Talk:SonicStage
Encyclopedia article or review?
This article reads like a (quite harsh) magazine review of the software, and it definitely is not NPOV.
I'll sit down with my Vaio notebook this weekend and explore SonicStage to get a better feel for the program and see if this can be cleaned up. LarryMac 19:11, 25 August 2005 (UTC)
What a biased article
this software is the worst program ever, it wasn't even created by sony, it was created by a company called sonic. the software is unbelievably terrible, from messing your mp3's to very high cpu usage.

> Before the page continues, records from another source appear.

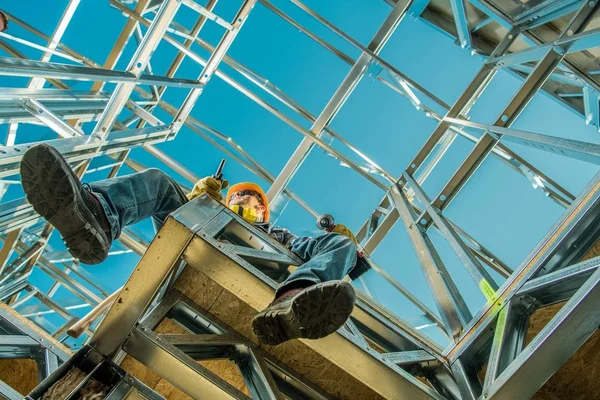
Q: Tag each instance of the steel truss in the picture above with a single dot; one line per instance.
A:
(19, 340)
(125, 119)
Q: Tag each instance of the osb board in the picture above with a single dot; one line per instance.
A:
(226, 307)
(36, 328)
(577, 378)
(225, 369)
(21, 375)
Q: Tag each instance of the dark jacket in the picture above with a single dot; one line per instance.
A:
(282, 235)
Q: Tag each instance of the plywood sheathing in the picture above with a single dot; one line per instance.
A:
(577, 378)
(21, 375)
(229, 309)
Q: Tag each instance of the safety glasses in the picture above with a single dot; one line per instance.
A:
(247, 193)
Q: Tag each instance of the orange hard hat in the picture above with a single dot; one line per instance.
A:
(249, 186)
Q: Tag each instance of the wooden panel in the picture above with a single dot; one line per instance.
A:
(577, 378)
(21, 375)
(230, 310)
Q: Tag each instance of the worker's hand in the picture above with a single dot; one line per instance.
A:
(344, 230)
(210, 186)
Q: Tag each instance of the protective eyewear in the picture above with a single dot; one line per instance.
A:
(247, 193)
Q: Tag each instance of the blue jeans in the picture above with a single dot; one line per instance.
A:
(132, 198)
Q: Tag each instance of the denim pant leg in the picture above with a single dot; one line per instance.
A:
(132, 198)
(328, 257)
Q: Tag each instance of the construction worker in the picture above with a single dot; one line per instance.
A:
(312, 302)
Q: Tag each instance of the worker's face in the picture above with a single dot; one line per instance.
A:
(248, 201)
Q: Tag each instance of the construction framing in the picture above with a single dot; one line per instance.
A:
(546, 44)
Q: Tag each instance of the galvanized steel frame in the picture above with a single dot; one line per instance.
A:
(63, 111)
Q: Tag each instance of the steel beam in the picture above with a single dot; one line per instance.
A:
(478, 273)
(510, 113)
(450, 303)
(338, 99)
(574, 323)
(462, 23)
(584, 151)
(29, 68)
(138, 63)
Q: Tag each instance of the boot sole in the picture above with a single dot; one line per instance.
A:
(54, 192)
(315, 313)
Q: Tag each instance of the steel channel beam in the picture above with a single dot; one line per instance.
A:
(52, 121)
(509, 115)
(462, 23)
(428, 313)
(257, 376)
(20, 326)
(450, 303)
(569, 44)
(566, 236)
(462, 104)
(584, 151)
(406, 358)
(590, 106)
(509, 339)
(286, 120)
(568, 330)
(65, 20)
(338, 99)
(8, 247)
(365, 49)
(142, 286)
(115, 53)
(78, 149)
(9, 392)
(212, 64)
(468, 383)
(138, 63)
(29, 68)
(559, 285)
(478, 273)
(178, 368)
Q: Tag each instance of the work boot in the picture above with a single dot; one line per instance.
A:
(311, 313)
(56, 193)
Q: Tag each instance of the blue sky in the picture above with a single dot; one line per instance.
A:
(497, 206)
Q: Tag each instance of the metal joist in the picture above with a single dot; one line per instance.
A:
(338, 99)
(510, 113)
(138, 63)
(574, 323)
(450, 303)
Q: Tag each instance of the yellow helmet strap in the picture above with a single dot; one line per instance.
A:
(248, 214)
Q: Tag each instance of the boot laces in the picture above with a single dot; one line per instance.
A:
(91, 201)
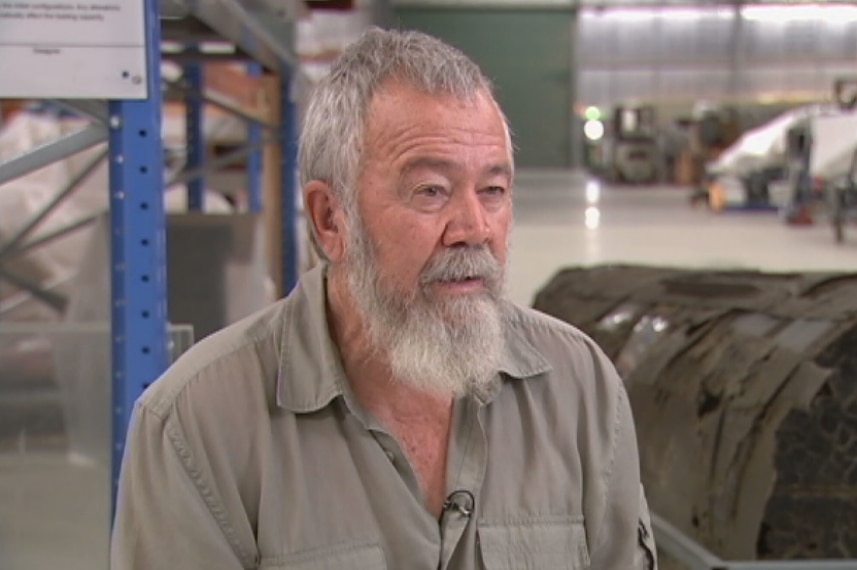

Alternatives for Sonicstage
I shurly hope there will be more alternatives soon for this crappy software. Sony released a somewhat better tool: MP3 File Manager Version 2.0 for Network Walkman This software is 'installed' on the device itself and lets you update the carried music library from more than one computer, something that is forbidden with the Sonicstage software. ( unless re-initializing the device every time you use a new Sonicstage installation is an option for you ) The tool lacks a lot of features, but being a winamp user, I do not care.
I would like to ask the open source programmers to see if the device format can be de-coded and recoded in f.i. winamp modules.
Marcel Heijkoop
Pathetic Sonicstage
Although this artical reads like a harsh review, it is actually very accurate. The inability of the software to encode in mp3 format means that many sensible users (anticipating future non-sony products) will want to encode using itunes or WMP, and then import their library into the Sonicstage software to transfer the music to their sony device. Otherwise they will have to encode in proprietary ATRAC format, which is not supported by the majority of products.
However, Sonicstage has a critical flaw which makes it unable to properly fulfill the role of a even a simple shell product which imports the list of mp3s on your computer and transfers desired songs to your device: when importing songs, the software assumes that songs with the *same* album title but different artists are indeed different albums. So if artist X collaborates with Y on a song, the songs will appear as different albums. And you must manually tell sonic stage, track by track (!!) that each song is in fact part of the same album. And of course, the order of songs is jumbled and must next be corrected.
A woefully inadequate and poorly executed product! If I had known, I would have voted with my pocketbook by refusing to buy a Sony network walkman.